Credit Suisse is the next big bank blamed for large tax-evasion scheme
Healy Consultants Group PLC
11 April, 2017

Large banks continue to find themselves embroiled in tax evasion investigations. When the second largest bank, in a country's as important in the world of finance as Switzerland, comes under suspicion, you know there is significant underlying tax-optimization issue among investors.
Late March 2017, Credit Suisse was suspected of having more than 55,000 bank accounts linked to tax evasion, and this is not a small number. Despite Switzerland's attempts to prove itself as something more than offshore business destination in the hearth of Europe, tax authorities continue to investigate the country and find personal and corporate accounts which remain undeclared.
Estimated tax losses amount to millions of euro for the Union. This investigation involved raids of Credit Suisse offices in major financial centres in EU, including bank branches in Netherlands, UK and France. This puzzled the Swiss public ministry, as the same was excluded from the investigation and kept aside during the raids lead by the Dutch Government and tax authorities.
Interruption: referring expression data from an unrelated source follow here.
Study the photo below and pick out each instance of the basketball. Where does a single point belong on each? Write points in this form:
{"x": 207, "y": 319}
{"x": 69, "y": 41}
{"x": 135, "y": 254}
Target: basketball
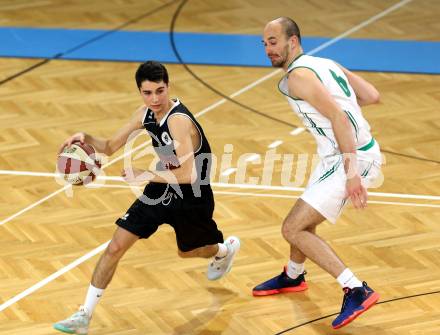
{"x": 78, "y": 164}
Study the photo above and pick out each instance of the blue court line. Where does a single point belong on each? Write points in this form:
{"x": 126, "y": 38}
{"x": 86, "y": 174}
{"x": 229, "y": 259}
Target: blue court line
{"x": 212, "y": 49}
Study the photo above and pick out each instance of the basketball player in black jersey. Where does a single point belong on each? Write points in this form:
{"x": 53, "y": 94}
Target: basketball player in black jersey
{"x": 177, "y": 193}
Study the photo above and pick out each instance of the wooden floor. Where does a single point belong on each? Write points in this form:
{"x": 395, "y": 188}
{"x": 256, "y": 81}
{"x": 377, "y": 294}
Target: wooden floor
{"x": 394, "y": 244}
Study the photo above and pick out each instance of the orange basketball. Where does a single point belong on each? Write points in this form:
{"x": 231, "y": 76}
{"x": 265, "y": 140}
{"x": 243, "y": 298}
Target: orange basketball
{"x": 78, "y": 163}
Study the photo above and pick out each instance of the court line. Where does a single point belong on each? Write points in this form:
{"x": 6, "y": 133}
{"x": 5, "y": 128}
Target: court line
{"x": 228, "y": 185}
{"x": 53, "y": 276}
{"x": 272, "y": 195}
{"x": 44, "y": 281}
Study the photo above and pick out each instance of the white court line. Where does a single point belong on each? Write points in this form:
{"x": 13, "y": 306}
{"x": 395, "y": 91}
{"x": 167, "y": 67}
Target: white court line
{"x": 275, "y": 144}
{"x": 297, "y": 131}
{"x": 53, "y": 276}
{"x": 285, "y": 196}
{"x": 226, "y": 172}
{"x": 300, "y": 189}
{"x": 363, "y": 24}
{"x": 252, "y": 158}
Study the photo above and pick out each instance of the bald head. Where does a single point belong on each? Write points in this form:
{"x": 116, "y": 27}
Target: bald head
{"x": 287, "y": 26}
{"x": 282, "y": 41}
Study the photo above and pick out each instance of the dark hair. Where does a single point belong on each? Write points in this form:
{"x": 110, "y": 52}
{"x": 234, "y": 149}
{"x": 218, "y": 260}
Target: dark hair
{"x": 290, "y": 27}
{"x": 151, "y": 71}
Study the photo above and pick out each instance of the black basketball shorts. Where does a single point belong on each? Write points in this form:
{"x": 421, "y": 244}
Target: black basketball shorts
{"x": 190, "y": 216}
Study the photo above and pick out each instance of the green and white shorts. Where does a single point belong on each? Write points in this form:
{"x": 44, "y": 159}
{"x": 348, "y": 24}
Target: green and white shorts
{"x": 326, "y": 190}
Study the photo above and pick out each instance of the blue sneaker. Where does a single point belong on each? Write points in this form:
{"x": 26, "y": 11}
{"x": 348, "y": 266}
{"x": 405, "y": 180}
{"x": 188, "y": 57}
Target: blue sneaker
{"x": 356, "y": 301}
{"x": 281, "y": 284}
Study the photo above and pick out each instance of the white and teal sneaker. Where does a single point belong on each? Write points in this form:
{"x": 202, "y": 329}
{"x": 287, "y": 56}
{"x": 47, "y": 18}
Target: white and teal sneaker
{"x": 78, "y": 323}
{"x": 220, "y": 266}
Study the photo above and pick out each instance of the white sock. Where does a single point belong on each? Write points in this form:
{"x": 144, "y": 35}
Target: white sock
{"x": 92, "y": 298}
{"x": 293, "y": 269}
{"x": 222, "y": 251}
{"x": 348, "y": 279}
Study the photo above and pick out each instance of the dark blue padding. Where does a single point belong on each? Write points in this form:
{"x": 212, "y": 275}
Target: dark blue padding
{"x": 211, "y": 49}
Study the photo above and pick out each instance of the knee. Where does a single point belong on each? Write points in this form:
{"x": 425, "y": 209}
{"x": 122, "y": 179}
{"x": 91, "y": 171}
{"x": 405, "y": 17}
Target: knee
{"x": 289, "y": 230}
{"x": 115, "y": 249}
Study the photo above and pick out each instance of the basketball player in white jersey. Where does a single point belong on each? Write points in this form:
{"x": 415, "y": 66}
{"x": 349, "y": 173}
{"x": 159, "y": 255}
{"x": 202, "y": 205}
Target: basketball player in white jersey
{"x": 178, "y": 191}
{"x": 327, "y": 98}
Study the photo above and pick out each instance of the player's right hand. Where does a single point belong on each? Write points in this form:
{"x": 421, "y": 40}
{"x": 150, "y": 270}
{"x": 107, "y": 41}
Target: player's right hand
{"x": 74, "y": 138}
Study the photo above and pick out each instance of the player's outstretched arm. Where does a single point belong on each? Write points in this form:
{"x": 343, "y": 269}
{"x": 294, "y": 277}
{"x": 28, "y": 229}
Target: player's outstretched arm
{"x": 181, "y": 129}
{"x": 365, "y": 92}
{"x": 108, "y": 146}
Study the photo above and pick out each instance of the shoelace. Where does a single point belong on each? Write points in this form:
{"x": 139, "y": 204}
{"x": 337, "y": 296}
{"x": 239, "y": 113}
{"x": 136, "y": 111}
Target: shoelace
{"x": 346, "y": 293}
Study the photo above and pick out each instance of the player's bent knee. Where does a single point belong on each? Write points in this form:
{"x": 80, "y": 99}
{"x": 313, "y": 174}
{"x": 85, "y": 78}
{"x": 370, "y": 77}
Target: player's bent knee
{"x": 115, "y": 249}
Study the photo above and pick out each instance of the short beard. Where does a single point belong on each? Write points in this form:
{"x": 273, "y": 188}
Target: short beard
{"x": 283, "y": 60}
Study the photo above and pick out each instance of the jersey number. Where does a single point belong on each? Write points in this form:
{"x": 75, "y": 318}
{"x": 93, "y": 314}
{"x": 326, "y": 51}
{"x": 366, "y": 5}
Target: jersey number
{"x": 342, "y": 83}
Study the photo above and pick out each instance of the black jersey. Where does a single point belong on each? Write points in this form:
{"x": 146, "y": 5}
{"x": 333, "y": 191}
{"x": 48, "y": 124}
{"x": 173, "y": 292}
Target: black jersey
{"x": 163, "y": 144}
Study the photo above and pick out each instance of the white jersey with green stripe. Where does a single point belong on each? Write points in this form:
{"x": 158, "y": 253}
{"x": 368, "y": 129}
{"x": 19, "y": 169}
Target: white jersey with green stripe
{"x": 335, "y": 81}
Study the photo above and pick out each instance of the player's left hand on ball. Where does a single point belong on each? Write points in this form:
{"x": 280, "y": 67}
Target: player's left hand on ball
{"x": 356, "y": 192}
{"x": 133, "y": 175}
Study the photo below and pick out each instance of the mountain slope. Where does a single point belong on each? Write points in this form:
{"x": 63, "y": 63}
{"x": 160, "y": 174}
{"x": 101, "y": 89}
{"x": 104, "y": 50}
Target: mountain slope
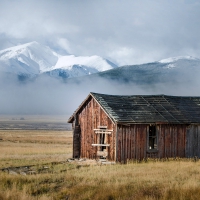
{"x": 29, "y": 59}
{"x": 168, "y": 70}
{"x": 33, "y": 59}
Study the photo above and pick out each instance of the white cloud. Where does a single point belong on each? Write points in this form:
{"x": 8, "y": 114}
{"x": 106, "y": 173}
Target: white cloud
{"x": 127, "y": 32}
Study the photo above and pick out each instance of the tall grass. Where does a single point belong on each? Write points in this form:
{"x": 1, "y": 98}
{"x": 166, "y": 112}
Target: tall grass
{"x": 150, "y": 180}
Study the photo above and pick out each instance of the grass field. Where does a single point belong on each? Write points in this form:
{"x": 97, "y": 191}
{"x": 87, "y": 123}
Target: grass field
{"x": 48, "y": 150}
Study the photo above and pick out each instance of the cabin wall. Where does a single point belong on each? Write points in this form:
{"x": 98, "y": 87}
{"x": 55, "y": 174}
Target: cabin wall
{"x": 89, "y": 119}
{"x": 133, "y": 140}
{"x": 171, "y": 140}
{"x": 193, "y": 141}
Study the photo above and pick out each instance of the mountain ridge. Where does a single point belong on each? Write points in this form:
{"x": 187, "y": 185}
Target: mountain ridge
{"x": 33, "y": 59}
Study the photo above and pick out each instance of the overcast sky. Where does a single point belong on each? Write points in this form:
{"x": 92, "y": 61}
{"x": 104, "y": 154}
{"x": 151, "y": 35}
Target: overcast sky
{"x": 125, "y": 32}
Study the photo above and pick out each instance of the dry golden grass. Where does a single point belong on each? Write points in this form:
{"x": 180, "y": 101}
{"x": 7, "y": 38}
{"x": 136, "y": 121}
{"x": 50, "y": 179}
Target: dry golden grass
{"x": 166, "y": 179}
{"x": 21, "y": 147}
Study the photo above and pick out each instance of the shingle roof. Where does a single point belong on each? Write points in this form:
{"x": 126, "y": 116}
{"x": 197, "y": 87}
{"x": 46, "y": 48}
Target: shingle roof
{"x": 150, "y": 108}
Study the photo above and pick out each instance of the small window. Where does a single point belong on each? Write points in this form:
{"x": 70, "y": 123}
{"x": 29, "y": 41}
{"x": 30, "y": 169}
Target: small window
{"x": 152, "y": 141}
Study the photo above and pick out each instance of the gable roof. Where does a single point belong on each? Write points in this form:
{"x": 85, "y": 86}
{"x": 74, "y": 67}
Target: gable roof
{"x": 148, "y": 108}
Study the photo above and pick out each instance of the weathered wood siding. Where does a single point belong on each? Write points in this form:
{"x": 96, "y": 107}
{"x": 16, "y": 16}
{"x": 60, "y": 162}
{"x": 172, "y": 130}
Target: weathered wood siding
{"x": 132, "y": 142}
{"x": 193, "y": 141}
{"x": 76, "y": 141}
{"x": 171, "y": 140}
{"x": 90, "y": 118}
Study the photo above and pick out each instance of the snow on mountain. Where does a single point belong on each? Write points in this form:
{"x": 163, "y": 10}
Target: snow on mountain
{"x": 29, "y": 59}
{"x": 32, "y": 59}
{"x": 177, "y": 69}
{"x": 174, "y": 59}
{"x": 72, "y": 66}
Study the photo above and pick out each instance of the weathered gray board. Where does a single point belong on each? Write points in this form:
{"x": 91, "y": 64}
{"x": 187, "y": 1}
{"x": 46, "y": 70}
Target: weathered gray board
{"x": 193, "y": 141}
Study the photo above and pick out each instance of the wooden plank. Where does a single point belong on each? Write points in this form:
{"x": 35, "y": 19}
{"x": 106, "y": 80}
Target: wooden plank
{"x": 198, "y": 132}
{"x": 101, "y": 145}
{"x": 102, "y": 132}
{"x": 102, "y": 153}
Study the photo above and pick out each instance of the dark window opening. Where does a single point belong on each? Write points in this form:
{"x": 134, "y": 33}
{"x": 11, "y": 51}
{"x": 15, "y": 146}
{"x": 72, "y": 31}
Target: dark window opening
{"x": 102, "y": 138}
{"x": 153, "y": 145}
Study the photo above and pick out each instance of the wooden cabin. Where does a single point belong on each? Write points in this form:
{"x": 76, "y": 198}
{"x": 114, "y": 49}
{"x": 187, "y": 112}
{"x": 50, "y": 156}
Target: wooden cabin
{"x": 121, "y": 128}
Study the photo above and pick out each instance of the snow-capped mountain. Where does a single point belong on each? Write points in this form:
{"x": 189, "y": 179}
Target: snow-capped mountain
{"x": 33, "y": 59}
{"x": 28, "y": 59}
{"x": 177, "y": 69}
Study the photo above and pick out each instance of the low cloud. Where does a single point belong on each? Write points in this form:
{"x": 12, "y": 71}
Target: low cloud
{"x": 54, "y": 97}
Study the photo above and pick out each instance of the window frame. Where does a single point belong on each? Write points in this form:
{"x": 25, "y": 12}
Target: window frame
{"x": 155, "y": 137}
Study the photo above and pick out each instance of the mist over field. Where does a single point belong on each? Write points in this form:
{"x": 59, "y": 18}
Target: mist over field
{"x": 49, "y": 96}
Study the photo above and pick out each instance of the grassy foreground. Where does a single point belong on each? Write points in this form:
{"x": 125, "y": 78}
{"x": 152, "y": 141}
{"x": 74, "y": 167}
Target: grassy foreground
{"x": 167, "y": 179}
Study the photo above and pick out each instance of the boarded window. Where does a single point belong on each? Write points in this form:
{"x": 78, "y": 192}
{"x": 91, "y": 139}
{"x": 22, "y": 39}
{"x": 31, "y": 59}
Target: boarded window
{"x": 152, "y": 140}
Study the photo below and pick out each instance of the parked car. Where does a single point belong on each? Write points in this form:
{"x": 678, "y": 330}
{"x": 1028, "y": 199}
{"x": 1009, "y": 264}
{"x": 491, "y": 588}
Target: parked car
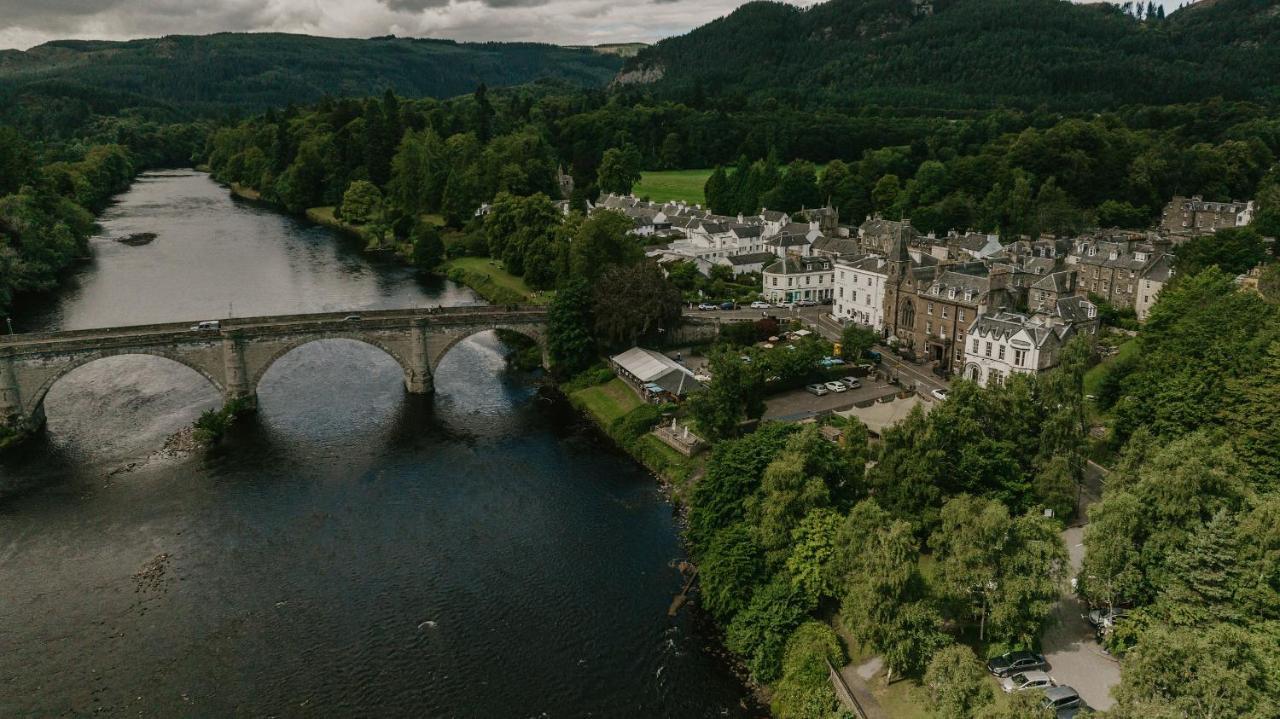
{"x": 1104, "y": 617}
{"x": 1063, "y": 700}
{"x": 1015, "y": 662}
{"x": 1024, "y": 681}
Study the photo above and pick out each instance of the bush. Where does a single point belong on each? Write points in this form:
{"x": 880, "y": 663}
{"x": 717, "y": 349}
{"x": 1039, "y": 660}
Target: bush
{"x": 635, "y": 424}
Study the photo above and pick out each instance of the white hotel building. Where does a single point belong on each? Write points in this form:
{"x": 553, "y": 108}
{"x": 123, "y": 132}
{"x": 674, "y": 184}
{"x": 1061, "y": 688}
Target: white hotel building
{"x": 860, "y": 291}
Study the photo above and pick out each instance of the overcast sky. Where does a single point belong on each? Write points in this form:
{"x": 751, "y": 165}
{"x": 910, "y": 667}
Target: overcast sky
{"x": 24, "y": 23}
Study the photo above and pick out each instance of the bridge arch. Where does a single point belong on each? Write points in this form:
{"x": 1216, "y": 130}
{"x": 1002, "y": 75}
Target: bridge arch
{"x": 533, "y": 333}
{"x": 259, "y": 370}
{"x": 33, "y": 404}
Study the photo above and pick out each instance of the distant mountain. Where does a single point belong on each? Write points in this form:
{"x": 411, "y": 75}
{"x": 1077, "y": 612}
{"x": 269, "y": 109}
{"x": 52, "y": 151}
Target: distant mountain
{"x": 963, "y": 54}
{"x": 215, "y": 73}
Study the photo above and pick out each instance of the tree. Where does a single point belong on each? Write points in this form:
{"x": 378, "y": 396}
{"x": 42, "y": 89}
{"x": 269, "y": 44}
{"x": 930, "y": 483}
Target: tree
{"x": 1119, "y": 214}
{"x": 804, "y": 691}
{"x": 886, "y": 193}
{"x": 759, "y": 632}
{"x": 956, "y": 682}
{"x": 362, "y": 202}
{"x": 634, "y": 302}
{"x": 855, "y": 342}
{"x": 812, "y": 560}
{"x": 1214, "y": 671}
{"x": 1010, "y": 568}
{"x": 570, "y": 343}
{"x": 1234, "y": 251}
{"x": 796, "y": 189}
{"x": 618, "y": 170}
{"x": 716, "y": 191}
{"x": 732, "y": 394}
{"x": 913, "y": 637}
{"x": 603, "y": 241}
{"x": 730, "y": 571}
{"x": 517, "y": 224}
{"x": 428, "y": 247}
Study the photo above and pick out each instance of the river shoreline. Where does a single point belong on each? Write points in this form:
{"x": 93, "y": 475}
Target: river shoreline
{"x": 489, "y": 512}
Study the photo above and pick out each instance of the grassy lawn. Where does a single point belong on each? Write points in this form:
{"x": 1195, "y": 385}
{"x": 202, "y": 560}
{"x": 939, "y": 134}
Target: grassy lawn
{"x": 483, "y": 273}
{"x": 672, "y": 184}
{"x": 608, "y": 402}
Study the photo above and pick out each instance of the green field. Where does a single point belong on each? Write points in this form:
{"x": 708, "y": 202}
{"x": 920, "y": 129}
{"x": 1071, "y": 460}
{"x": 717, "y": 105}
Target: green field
{"x": 490, "y": 280}
{"x": 672, "y": 184}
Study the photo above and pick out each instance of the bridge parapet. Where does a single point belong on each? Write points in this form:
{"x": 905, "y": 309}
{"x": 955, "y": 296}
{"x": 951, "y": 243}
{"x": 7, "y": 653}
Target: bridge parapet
{"x": 236, "y": 356}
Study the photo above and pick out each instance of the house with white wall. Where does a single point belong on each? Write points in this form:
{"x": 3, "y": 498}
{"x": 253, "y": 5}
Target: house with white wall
{"x": 860, "y": 291}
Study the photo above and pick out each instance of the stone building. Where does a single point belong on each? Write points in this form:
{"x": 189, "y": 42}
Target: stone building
{"x": 1006, "y": 343}
{"x": 798, "y": 278}
{"x": 1196, "y": 215}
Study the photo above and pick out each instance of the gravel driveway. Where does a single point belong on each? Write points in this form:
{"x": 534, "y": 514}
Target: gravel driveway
{"x": 1074, "y": 656}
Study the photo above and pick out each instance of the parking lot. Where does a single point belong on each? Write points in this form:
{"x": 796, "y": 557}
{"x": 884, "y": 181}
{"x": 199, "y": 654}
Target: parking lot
{"x": 800, "y": 404}
{"x": 1074, "y": 656}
All this being said, Switzerland is a reputable country and important financial centre, globally. While there may be difficult corporate and personal bank accounts linked with tax evasion, Healy Consultants agrees that the majority of new businesses in Switzerland remain with high integrity and follow strictly local and regional tax regulations. Furthermore, Swiss banks increase their compliance and global AML regulations to fit global trends in minimizing tax evasion and undeclared income schemes.